Depois do incidente fiquei comentando com esse amigo sobre o Brian Robertson, guitarrista que substitui o Fast Eddie Clarke no Motörhead. Diz a lenda, e eu assisti a uma entrevista do Phil Animal Taylor que confirma, que ele foi demitido da banda pela mania insistente de usar bermudas nos shows. Tocava bem, mas aquele visual não condizia com a postura da banda.
Outra história que sempre ouvi conta que o grande guitarrista Hank Shermann teria arrumado uma grande briga com o King Diamond por insistir em usar roupas brancas no palco. A lista de casos assim que já ouvi é enorme, e pensando sobre isso resolvi escrever sobre o radicalismo no meio metal.
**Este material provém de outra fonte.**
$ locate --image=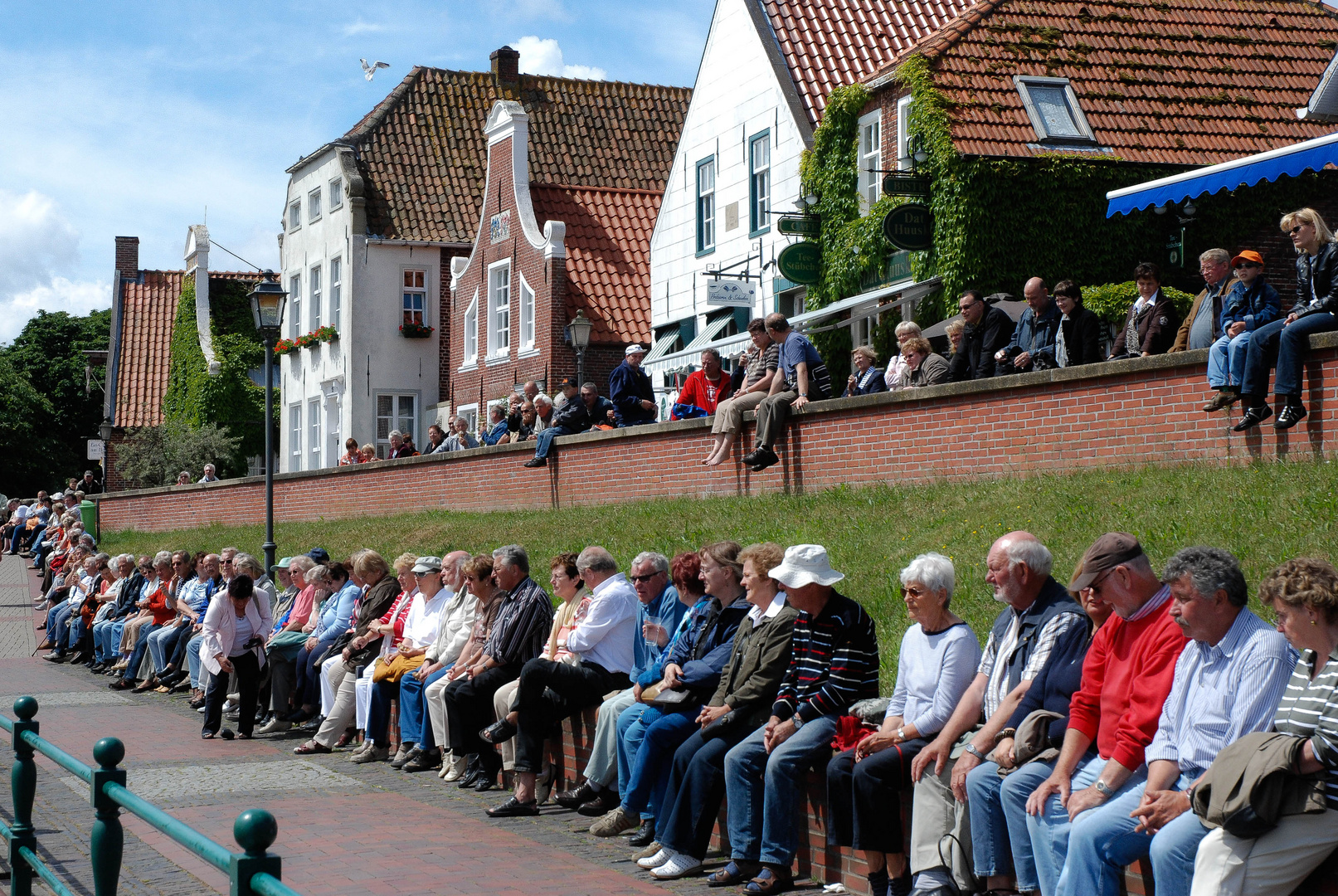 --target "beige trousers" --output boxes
[1190,809,1338,896]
O Heavy Metal nasceu como um estilo contestador, sem preocupação com os padrões estéticos. Isso vale não só para o estilo original das bandas dos anos 60/70, mas também para outros momentos em que o metal foi reformulado, por exemplo na ascensão do thrash no meio dos anos 80. Não interessava, nas duas épocas, a estética dominante ou a moda. As bandas de metal faziam o que queriam, sem preocupação de agradar a ninguém, e mais, adotando atitudes propositalmente ofensivas. Assim foi com o as letras e estética satanista exploradas pelo Black Sabbath, pela sonoridade agressiva das primeiras bandas de black e de thrash, pelo corpse paint, etc.
O fato é que as grandes bandas de heavy metal sempre se envolveram em polêmicas em que alguém se sentia ofendido por algum elemento do estilo. Desde coisas triviais como os cabelos longos até atitudes muito mais polêmicas como Glen Benton que marcou na carne uma cruz invertida com metal incandescente.
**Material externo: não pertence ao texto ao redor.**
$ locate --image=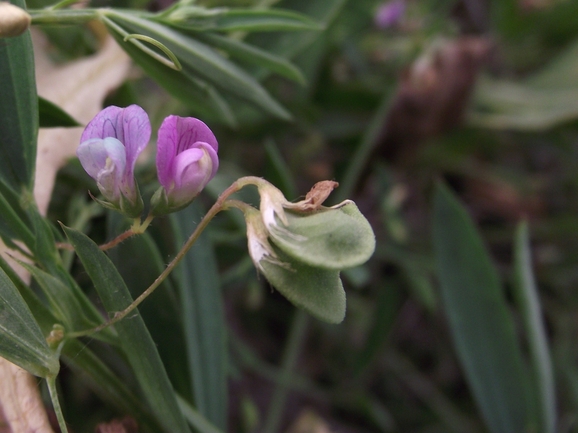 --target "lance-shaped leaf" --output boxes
[64,227,189,433]
[38,96,82,128]
[196,33,305,84]
[105,10,291,120]
[0,0,38,191]
[158,6,322,32]
[269,202,375,270]
[103,24,236,127]
[0,264,60,377]
[433,184,533,433]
O que é contraditório, e às vezes soa engraçado, é que é muito comum que os próprios fãs se sintam ofendidos por algumas atitudes inovadoras dos artistas. O estilo que nasceu revolucionário tem um público muito conservador em relação aos padrões musicais e estéticos comuns no meio metal. É um sentimento que muitos definem como "traição", mas eu acho que é mais parecido com uma rejeição a coisas novas, como se o fã exigisse do artista que fizesse sempre o mesmo som, repetisse sempre a mesma fórmula que o consagrou. E, como é evidente que a arte não conhece limites, o artista geralmente cai na desgraça entre os próprios fãs.
Isso aconteceu com quase todas as bandas que mudaram seu som ao longo da carreira. Claro que algumas mudanças foram um desastre total, e se fizeram com que as bandas em questão ganhassem novos fãs fora do meio metal, causaram uma decepção inesquecível aos seus fãs mais antigos.
O melhor exemplo é o falecido Metallica, que a cada disco lançado ofende todos os que começaram a ouvir a banda pelos discos gravados nos anos 80. Embora eu ache todos os discos desde o Black Album uma tremenda porcaria, eu me sinto muito mais ofendido pelas idiotices que a banda sai por aí dizendo (tipo "o heavy metal está morto", que eu ouvi o Lars Ulrich dizer numa entrevista à MTV) e muito menos pela qualidade sofrível das músicas.